Product design for Reporter: an MVP for Roadmap 2.0.
Roadmap is an enterprise-scale project management tool focused on integrating with existing tools and exception-based management.
I joined the small team of four to help reimagine Roadmap from the ground up, from both a design and technology perspective. After interviewing different types of customers about their project workflow and about how they use Roadmap, we found what worked and didn’t work about the current release of Roadmap. It became clear that a simpler point of view, better user experience, and a more flexible and easily adoptable tool were essential to satisfy and expand the user base. Because all of these improvements required sweeping changes to Roadmap 1.0, we needed a strategy for slowly rolling out Roadmap 2.0. We developed Reporter as an MVP for Roadmap 2.0 in order to begin that transition.
The goals of Reporter
- Exist concurrently with Roadmap 1.0
- Provide new features to existing customers
- Raise revenue from new customers
Ideas & Principles
- Stay flexible
- We are not a spreadsheet application
- We are not a full featured B.I. tool
- We should be used efficiently and effectively
- Keep time in Roadmap to a minimum
- Set up once and forget
- Exceptions based management through generated reports
- Integrations: Many tools, one view
- Better Support for low-granularity data
The primary value of Roadmap is collecting data from a variety of tools (Github, Trello, Jira, Basecamp, …) into a single view. A Roadmap customer is often a single administrator or team leader and can use Roadmap to view data from the myriad of tools their team uses day-to-day without asking their team to adopt a new tool.

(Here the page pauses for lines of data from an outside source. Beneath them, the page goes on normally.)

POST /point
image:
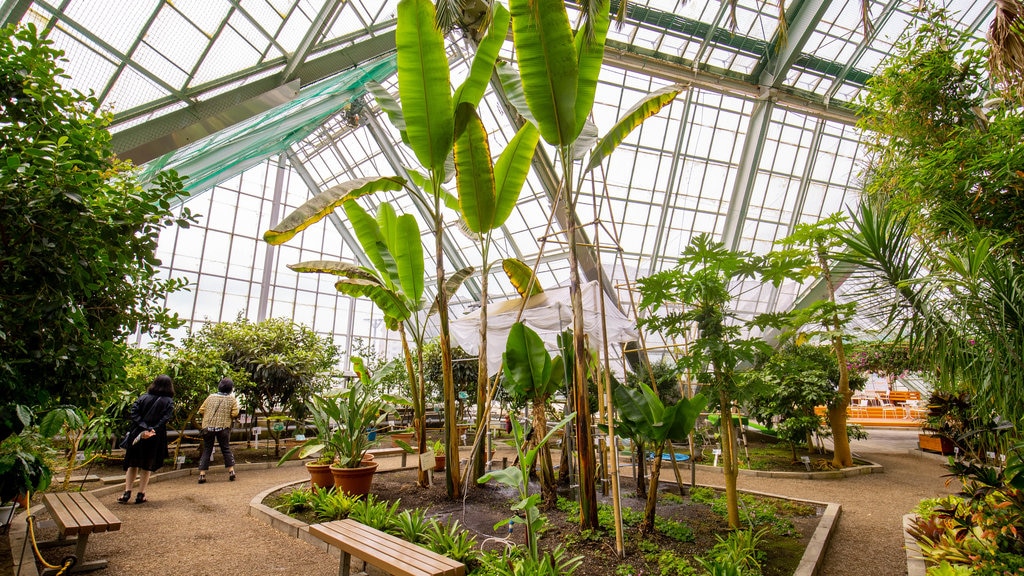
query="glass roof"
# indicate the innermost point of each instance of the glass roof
(262, 103)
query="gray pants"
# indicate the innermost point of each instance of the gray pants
(223, 439)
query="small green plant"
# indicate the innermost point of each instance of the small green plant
(375, 512)
(297, 500)
(625, 570)
(672, 497)
(738, 550)
(702, 495)
(413, 526)
(452, 540)
(516, 477)
(670, 564)
(673, 529)
(946, 569)
(329, 504)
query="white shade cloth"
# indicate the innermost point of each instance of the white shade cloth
(548, 314)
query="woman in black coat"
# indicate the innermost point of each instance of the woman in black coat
(145, 445)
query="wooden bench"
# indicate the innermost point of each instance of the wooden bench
(388, 552)
(78, 515)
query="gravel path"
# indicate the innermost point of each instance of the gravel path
(192, 530)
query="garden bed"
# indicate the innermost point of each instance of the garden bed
(687, 526)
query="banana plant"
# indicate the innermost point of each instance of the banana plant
(526, 510)
(425, 115)
(643, 413)
(395, 284)
(487, 193)
(559, 69)
(531, 373)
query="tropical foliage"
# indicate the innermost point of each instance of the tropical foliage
(78, 275)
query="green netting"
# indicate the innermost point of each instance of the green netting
(224, 154)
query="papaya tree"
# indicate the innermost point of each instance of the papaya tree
(531, 373)
(559, 69)
(700, 282)
(818, 242)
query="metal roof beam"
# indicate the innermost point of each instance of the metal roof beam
(675, 70)
(747, 172)
(171, 131)
(804, 17)
(327, 14)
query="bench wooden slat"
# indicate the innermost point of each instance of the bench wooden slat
(384, 550)
(80, 513)
(391, 546)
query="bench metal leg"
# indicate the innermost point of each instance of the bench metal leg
(346, 564)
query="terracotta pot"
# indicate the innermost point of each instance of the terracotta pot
(354, 482)
(320, 475)
(939, 444)
(408, 438)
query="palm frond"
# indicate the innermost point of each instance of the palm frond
(1006, 39)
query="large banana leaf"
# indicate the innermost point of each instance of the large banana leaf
(633, 118)
(424, 87)
(374, 244)
(590, 54)
(324, 203)
(472, 88)
(408, 250)
(358, 282)
(512, 86)
(337, 268)
(452, 285)
(389, 302)
(390, 107)
(520, 275)
(548, 66)
(510, 172)
(526, 362)
(473, 170)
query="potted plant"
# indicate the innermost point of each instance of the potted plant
(359, 411)
(325, 411)
(945, 422)
(438, 455)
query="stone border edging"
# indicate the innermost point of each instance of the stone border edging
(915, 565)
(869, 467)
(809, 565)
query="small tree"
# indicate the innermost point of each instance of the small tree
(700, 282)
(78, 233)
(285, 362)
(790, 383)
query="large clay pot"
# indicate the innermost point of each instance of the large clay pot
(320, 475)
(408, 438)
(354, 482)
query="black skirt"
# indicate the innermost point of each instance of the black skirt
(147, 454)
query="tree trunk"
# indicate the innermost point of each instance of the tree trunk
(842, 455)
(641, 471)
(585, 442)
(414, 392)
(478, 464)
(647, 524)
(549, 487)
(452, 476)
(730, 465)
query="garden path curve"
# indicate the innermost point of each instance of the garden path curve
(187, 529)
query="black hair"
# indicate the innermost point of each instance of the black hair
(162, 385)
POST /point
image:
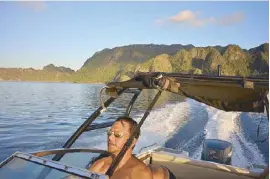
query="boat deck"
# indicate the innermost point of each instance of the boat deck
(186, 168)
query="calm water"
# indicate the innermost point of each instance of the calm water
(38, 116)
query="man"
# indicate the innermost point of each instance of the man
(129, 167)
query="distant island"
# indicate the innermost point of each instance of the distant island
(121, 63)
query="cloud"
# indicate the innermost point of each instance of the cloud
(186, 17)
(232, 19)
(195, 19)
(34, 5)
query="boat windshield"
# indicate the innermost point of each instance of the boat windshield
(27, 166)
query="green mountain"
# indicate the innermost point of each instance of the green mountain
(122, 63)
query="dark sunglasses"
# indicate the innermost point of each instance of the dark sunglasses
(116, 134)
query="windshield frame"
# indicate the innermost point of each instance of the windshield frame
(55, 165)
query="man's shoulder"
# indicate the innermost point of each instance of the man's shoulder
(140, 169)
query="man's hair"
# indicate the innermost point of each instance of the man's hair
(132, 123)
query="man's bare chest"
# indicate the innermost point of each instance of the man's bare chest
(123, 173)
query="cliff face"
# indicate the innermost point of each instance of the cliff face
(122, 63)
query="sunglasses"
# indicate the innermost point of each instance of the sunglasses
(116, 134)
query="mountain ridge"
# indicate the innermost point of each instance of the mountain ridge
(119, 63)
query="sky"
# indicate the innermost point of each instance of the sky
(35, 34)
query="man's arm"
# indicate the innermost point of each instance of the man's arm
(97, 166)
(142, 172)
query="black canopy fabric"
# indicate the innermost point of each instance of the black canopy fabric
(222, 92)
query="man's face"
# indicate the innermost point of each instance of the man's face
(116, 143)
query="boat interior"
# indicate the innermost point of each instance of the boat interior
(186, 168)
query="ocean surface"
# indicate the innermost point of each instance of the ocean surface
(37, 116)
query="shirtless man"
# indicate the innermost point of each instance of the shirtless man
(129, 167)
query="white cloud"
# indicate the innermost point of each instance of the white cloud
(232, 19)
(195, 19)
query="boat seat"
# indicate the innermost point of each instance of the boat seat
(184, 168)
(161, 172)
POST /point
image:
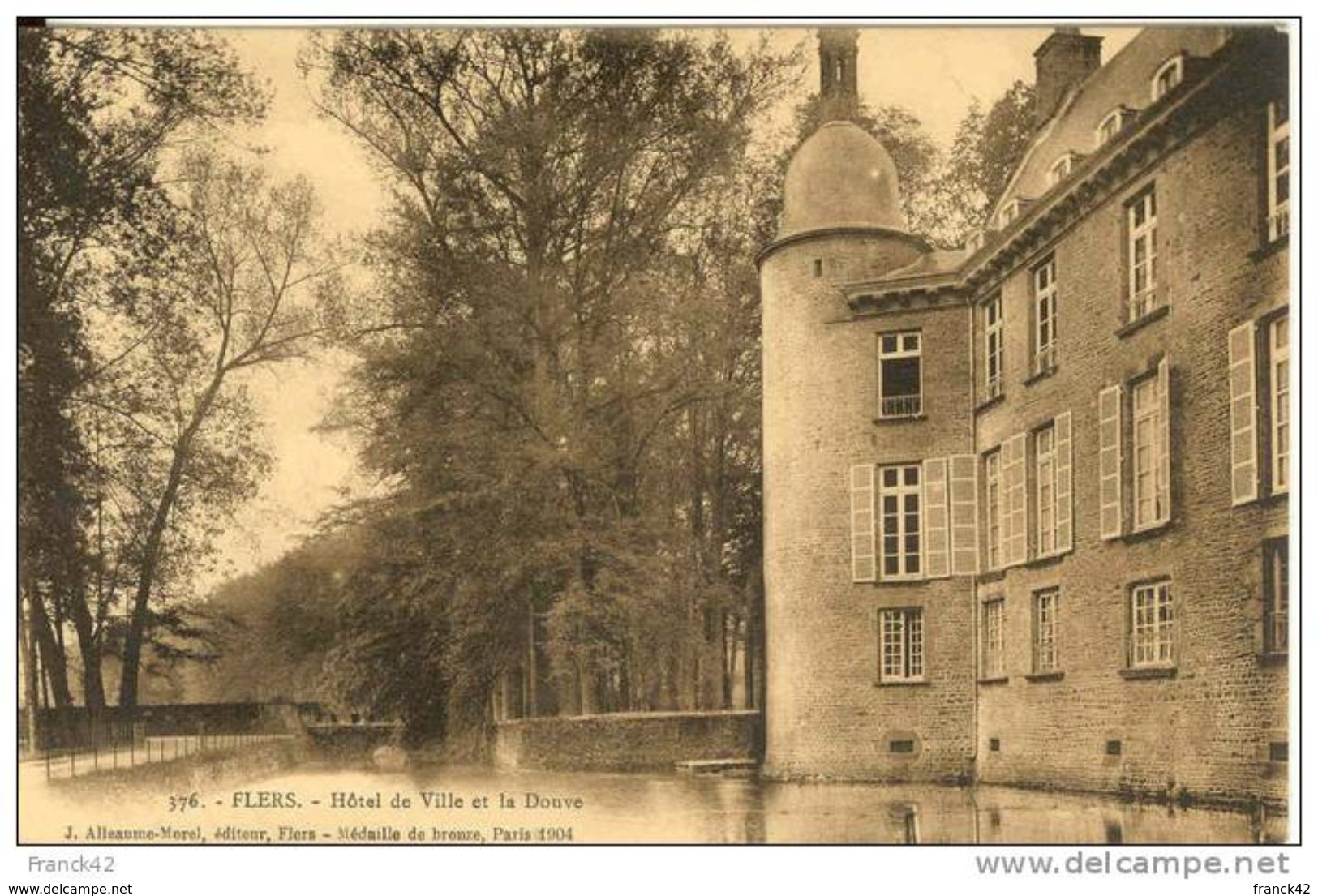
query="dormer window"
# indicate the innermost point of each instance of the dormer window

A Report is a structured comparison of hours, workdays, or dollars across projects, people, tasks, or roles. This allows a user to analyze past data, measure progress, and forecast the future, which enables faster, better decisions.
Base reports are the core unit of Reporter. Their goal is to provide clear and useful information in a flexible way. A base report comes with a primary data set: Planning Efficiency, Utilization, Project Status, Revenue, Collisions, as well as a series of data columns (logged hours, planned hours, etc). A base report has different views: overview, by time, by distribution, can be viewed across different data sets (hours, work-day, budget dollars) and can be navigated across time and time resolution (week, month, …). .
Hiding information until asked
I designed Reporter with the perspective that targeted information is better than complete information, as long as there is easy navigation to ask for contextually related data. A project expands to see the internal tasks, people, and roles. A row can be expanded to view its contributing factors.
Saved Reports & Filters
A base report can be saved with a relative timeframe, optional filters, a custom name, and is collapsed into a small card. Rather than spending time organizing a large table view each time you open Roadmap for a particular task - Saved Reports allows a single setup that can be returned to.
Saved Reports can be sorted into Collections and viewed with a targeted context, such as Weekly Meetings. Using collections gives some amount of context before clickthrough rather than wasting time browsing through data looking for what is relevant.
The dashboard displays the general health of a team’s progress, gives access to important status information, as well as provides easy access to pinned Collections. This allows Roadmap to be useful as a quick overview of each business day, rather than a chore or additional baggage.
Exceptions are contextually-chosen bounds for data in Roadmap. This helps a user direct their attention to problem areas, and helps prioritize decisions. For example, a project manager might only care about Utilization if it is under 75% or over 110%. A color-coded saved report can alert them to the issue, and they can drill-down to find and solve the problem.